Question

Find the equivalent capacitance between $\text{A}$ and $\text{B}$ of the circuit shown in the figure.


Given:
$C_1=5\mu \text{F};C_2=20\mu \text{F};C_3=10\mu \text{F};C_4=40\mu \text{F};C_5=30\mu \text{F}$

• A. $12\mu \text{F}$
• B. $24\mu \text{F}$
• C. $6\mu \text{F}$
• D. $21\mu \text{F}$

Answer 1

The correct option is A $12\mu \text{F}$


First, let's check for balanced Wheatstone bridge condition.

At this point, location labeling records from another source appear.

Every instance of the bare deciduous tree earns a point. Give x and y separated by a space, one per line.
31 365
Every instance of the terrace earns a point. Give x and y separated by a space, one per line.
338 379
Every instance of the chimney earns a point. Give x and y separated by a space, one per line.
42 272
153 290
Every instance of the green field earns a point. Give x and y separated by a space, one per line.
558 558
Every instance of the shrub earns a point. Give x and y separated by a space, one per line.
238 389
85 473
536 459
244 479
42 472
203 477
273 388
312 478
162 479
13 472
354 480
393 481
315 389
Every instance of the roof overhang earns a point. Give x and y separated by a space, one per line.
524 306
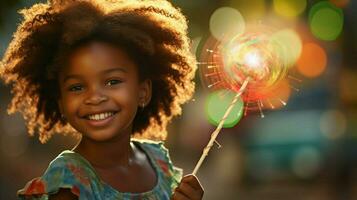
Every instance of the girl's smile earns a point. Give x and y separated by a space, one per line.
101 91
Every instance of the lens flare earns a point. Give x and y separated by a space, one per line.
289 8
312 61
217 104
258 55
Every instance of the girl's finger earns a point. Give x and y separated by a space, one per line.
192 181
179 196
189 191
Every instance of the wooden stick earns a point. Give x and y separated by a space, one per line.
219 127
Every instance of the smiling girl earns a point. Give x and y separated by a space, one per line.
110 72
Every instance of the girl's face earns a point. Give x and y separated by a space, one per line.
101 91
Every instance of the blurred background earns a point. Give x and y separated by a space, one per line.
306 149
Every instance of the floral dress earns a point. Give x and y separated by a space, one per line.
72 171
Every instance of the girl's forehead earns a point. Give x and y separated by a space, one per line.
96 57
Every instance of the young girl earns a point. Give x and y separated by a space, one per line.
107 71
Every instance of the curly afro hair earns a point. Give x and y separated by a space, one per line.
152 32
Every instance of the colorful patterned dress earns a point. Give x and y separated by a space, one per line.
71 170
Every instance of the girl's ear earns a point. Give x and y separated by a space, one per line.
145 92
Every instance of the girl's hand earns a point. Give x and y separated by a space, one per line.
188 189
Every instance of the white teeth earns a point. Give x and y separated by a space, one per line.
100 116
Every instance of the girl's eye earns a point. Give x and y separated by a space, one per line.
114 82
75 88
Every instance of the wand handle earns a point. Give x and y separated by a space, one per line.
219 127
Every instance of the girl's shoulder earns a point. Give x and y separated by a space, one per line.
161 155
68 171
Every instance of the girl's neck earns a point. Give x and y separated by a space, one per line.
110 154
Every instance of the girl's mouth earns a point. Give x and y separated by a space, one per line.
100 119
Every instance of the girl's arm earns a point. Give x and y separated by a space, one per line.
188 189
63 194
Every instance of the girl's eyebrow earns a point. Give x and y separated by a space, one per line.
107 71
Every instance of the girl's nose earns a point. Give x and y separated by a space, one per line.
95 97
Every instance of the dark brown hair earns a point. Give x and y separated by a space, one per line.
152 32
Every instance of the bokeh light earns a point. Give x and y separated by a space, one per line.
340 3
326 21
216 105
289 8
312 61
252 11
287 44
226 22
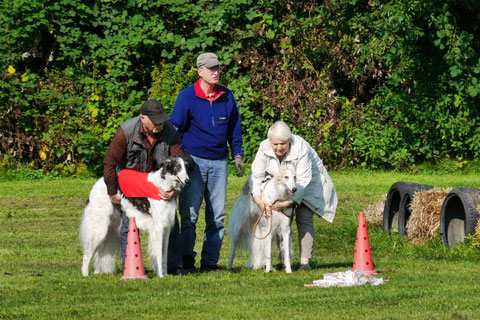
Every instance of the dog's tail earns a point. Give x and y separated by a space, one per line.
246 188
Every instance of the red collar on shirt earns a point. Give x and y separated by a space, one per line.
217 92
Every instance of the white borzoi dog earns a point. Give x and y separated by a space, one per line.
245 218
101 221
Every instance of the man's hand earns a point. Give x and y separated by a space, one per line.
280 205
168 195
115 199
239 166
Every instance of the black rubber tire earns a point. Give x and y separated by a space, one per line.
397 211
459 215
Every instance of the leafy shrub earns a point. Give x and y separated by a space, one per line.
377 84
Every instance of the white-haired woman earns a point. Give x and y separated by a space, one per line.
315 190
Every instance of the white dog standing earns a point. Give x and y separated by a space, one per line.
247 229
101 221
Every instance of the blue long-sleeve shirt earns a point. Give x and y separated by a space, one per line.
206 127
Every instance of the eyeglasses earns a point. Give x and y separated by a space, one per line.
213 69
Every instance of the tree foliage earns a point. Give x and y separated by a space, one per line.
367 83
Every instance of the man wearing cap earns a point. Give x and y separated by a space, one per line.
143 143
207 119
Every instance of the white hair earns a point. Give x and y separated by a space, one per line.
279 130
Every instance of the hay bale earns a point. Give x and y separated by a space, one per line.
477 228
374 212
426 207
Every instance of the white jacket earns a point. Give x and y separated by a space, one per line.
315 189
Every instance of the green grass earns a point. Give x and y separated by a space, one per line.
40 260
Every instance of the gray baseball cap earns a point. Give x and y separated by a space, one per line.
154 110
208 60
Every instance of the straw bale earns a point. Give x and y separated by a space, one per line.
477 228
374 212
425 207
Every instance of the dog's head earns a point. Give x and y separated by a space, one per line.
287 178
174 174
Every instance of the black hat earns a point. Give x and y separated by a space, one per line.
154 110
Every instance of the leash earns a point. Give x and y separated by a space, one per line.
258 220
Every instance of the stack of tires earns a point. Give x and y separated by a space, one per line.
458 217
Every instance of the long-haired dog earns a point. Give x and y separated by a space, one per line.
250 229
101 221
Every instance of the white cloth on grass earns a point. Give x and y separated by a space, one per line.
346 279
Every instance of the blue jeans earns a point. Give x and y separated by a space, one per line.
208 181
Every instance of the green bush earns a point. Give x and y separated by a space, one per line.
377 84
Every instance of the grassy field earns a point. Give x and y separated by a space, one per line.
40 260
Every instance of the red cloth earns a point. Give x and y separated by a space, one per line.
134 184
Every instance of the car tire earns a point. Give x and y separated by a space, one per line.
459 215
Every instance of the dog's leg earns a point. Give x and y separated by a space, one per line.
92 235
153 245
163 258
286 251
268 253
232 256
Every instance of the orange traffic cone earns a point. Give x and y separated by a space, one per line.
362 259
133 257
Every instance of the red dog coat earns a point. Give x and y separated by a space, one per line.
134 184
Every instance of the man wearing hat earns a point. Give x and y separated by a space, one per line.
143 143
208 121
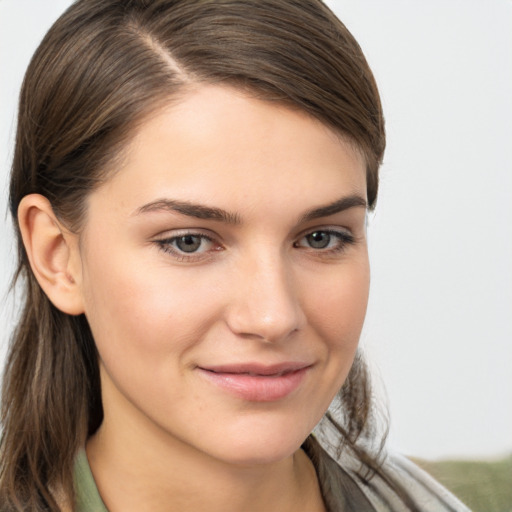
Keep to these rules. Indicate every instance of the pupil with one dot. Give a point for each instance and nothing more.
(319, 239)
(188, 243)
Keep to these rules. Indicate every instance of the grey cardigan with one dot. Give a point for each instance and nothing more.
(343, 489)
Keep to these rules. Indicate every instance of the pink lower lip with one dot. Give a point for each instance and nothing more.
(257, 388)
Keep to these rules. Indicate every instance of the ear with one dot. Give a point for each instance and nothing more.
(53, 253)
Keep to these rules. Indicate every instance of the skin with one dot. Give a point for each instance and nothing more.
(256, 291)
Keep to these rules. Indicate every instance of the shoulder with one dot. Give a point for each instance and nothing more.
(344, 475)
(427, 493)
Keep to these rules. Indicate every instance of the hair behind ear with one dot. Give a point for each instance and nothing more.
(50, 400)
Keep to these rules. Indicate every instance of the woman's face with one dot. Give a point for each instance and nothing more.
(224, 274)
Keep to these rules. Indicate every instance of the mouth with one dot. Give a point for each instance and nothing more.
(255, 382)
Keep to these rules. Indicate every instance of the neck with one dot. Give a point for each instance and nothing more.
(139, 468)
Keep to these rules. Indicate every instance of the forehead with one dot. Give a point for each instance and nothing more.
(221, 145)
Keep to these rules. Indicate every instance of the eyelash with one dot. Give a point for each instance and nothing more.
(166, 244)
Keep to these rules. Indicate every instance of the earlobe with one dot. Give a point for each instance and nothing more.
(52, 252)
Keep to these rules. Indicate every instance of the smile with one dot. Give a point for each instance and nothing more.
(257, 383)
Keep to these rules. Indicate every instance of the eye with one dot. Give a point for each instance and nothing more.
(325, 240)
(187, 245)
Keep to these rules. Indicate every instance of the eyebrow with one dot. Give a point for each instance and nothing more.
(200, 211)
(189, 209)
(337, 206)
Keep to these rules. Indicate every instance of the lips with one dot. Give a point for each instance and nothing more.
(256, 382)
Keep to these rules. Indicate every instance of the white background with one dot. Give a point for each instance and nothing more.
(439, 327)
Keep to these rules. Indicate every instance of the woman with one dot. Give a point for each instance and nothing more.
(190, 182)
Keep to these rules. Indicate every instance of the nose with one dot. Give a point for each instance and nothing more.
(265, 304)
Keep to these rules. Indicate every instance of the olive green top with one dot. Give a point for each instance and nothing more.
(342, 488)
(88, 498)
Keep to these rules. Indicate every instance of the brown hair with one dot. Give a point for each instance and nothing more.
(103, 67)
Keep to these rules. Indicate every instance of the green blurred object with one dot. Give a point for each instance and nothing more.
(484, 486)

$\frac{C_1}{C_3}=\frac{5}{10}=\frac{1}{2}$

And $\frac{C_2}{C_4}=\frac{20}{40}=\frac{1}{2}$

$\because \frac{C_1}{C_3}=\frac{C_2}{C_4}$

So, this bridge is balanced.

$\therefore V_P=V_Q$

That means $C_5$ is ineffective and circuit reduces to

Now the effective capacitance of upper and lower branch is given by

$C_{upper}=\frac{C_1{C}_2}{C_1+C_2}=\frac{5\times 20}{5+20}=4\mu \text{F}$

$C_{lower}=\frac{C_{3}C{}_4}{C_3+C_4}=\frac{10\times 40}{10+40}=8\mu \text{F}$

So, net equivalent capacitance will be

$C_{AB}=C_{upper}+C_{lower}=12\mu \text{F}$

Hence, option $\left(a\right)$ is correct.

Key concept-Balanced Wheatstone bridge network of capacitors.